In overtime, the Caps never had a shot at the Sens’ net. Ottawa won the opening draw, gained the zone, made a few plays, and then Sanderson twirled and spun a few times up high in the zone, waiting for a screen to develop in front and releasing his shot at the perfect moment. It found its way past Lindgren just 41 seconds into the extra session, sending the Caps to a sixth straight excruciating defeat. Sunday's defeat was the second straight in which Washington took a lead into the third period.
“I was just possessing the puck a little bit,” recounts Sanderson. “We talked on our bench before [overtime] that they might pull their goalie, so I was trying to hold onto the puck.
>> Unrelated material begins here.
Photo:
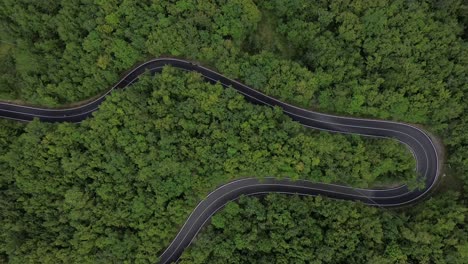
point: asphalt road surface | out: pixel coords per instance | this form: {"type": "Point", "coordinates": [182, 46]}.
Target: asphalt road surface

I just got up top and Brady [Tkachuk] was going to screen the goalie a little bit, and I shot it off his back and it went in.”
Down to five games remaining in their season, the Caps now take to the road for the next two games. They’ll visit Detroit on Tuesday for what essentially is a must win game for them. The Red Wings are one of two teams the Caps must claw their way past – Pittsburgh is the other – and the Caps do control their destiny with Detroit, but will only continue to do so if they win on Tuesday.
“I think just simplify,” says Caps’ defenseman John Carlson, honored prior to the game for skating in his 1,000th NHL contest late last month, on what Washington must do to right the ship. “Even tonight, when we were going pretty good we were just getting the puck deep; we weren’t making great plays through the neutral zone to spring a 2-on-1 or a 3-on-2. We control play like that more than any other way.”